The case of Milburn Services Limited -v- United Trading Group (UK) Limited delivered on 9 November 1995 dealt with two interesting points. The first is whether so-called 'entire agreement' clauses will operate to exclude terms which would otherwise be implied by operation of law. Secondly, the case dealt with assessment of damages following termination of a contract where the contract was loss making.
The contract concerned the re-painting of the hull of a very large oil tanker anchored in the Red Sea about five miles from the Yemen coast line.
United Trading won the contract to blast off 20,000 square metres of existing paint work and subsequent re-painting with multiple coats of paint. They entered into a subcontract with Milburn on the basis that the client would provide the paint, and United as main contractor would provide labour together with plant and equipment. Milburn, as subcontractors, were to provide management and technical personnel to be responsible for the operation and management of all works required under the contract.
In the event the client terminated the contract as a result of significant delays to the works and it was held that the main contractor caused this termination by failing to provide the work force and all of the equipment which they had undertaken to provide, and which was essential for the job.
As a result of the termination both main contractor and subcontractor were excluded from the oil tanker and, consequently, the subcontractors were prevented from completing the work.
The subcontractor contended that there should be an implied term in the subcontract that the main contractor should ensure that the subcontractor is allowed access to the work, quoting the case of Roberts -v- Bury Commissioners (1870) in which it was stated: "It is both reasonable and necessary that someone who undertakes to do work, whether on a site on land or on a vessel at sea, shall be given access to the place where the work is to be done."
The subcontract, however, incorporated an 'entire agreement' clause in the following terms. "This contract constitutes the entire agreement between the parties hereto...... and supersedes any understanding oral or written heretofore entered into ...... and may not be changed, modified or amended except in writing ......"
Judge Bowsher was not impressed. Reading this clause as a whole, he stated that it was clear that the parties were agreeing simply that the contract should be construed from the written agreement on its own without reference to anything said or written before or afterwards. He held that he did not see that this clause could exclude vital implied terms such as that the parties should be allowed access to the work.
The second point concerned whether the claim for damages would be excluded by the fact that this was a loss making contract. It was common ground that the parties had entered into a loss leader contract with the intention of winning further similar work in the region.
The defendant main contractor made the submission that if the subcontract had been properly performed then Milburn would have incurred a loss of $ 165,316. They relied upon the North American case of Albert -v- Armstrong (1949) in which was stated: "The law of contract compensates the plaintiff for damages resulting from the defendant's breach. It does not compensate a plaintiff for damages resulting from his making a bad bargain."

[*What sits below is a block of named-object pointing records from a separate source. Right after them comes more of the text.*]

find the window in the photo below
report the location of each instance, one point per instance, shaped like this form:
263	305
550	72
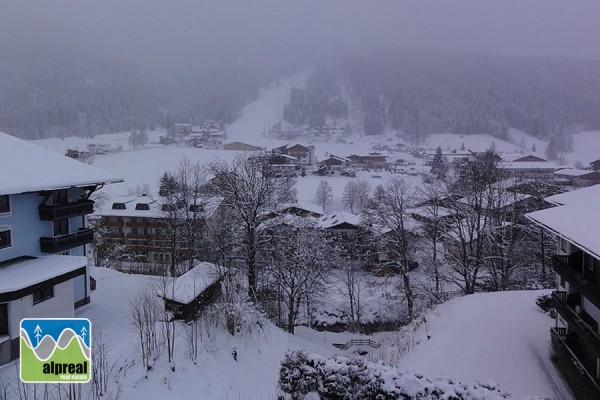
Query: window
196	208
4	204
564	245
60	196
5	238
61	227
43	293
3	319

Judge Bowsher however considered that the facts of the Albert case were to be distinguished from the present case. In the Albert case the loss became greater the longer the contract went on and the loss maker benefited from the termination of the contract. He considered that one should concentrate only on what would have been expended and received after termination and thus if the plaintiff could show that by continuing the contract they would have been able to reduce their loss, then they would be entitled to be awarded that figure as damages. It would be irrelevant whether those damages were properly labelled damages for loss of profit, or damages for 'loss of an opportunity to reduce losses'.
The overriding rule stated by Lord Blackburn in the case of Livingstone -v- Rawyards Coal in 1880 is that the measure of damages is that sum of money which will put the party who has been injured, or who has suffered, in the same position as he would have been if he had not sustained the wrong for which he is now getting his compensation or reparation.
Accordingly if the contract had been performed the plaintiff would have made less of a loss than they had in fact made. They were therefore entitled to damages which would put them in the position of making that lesser loss.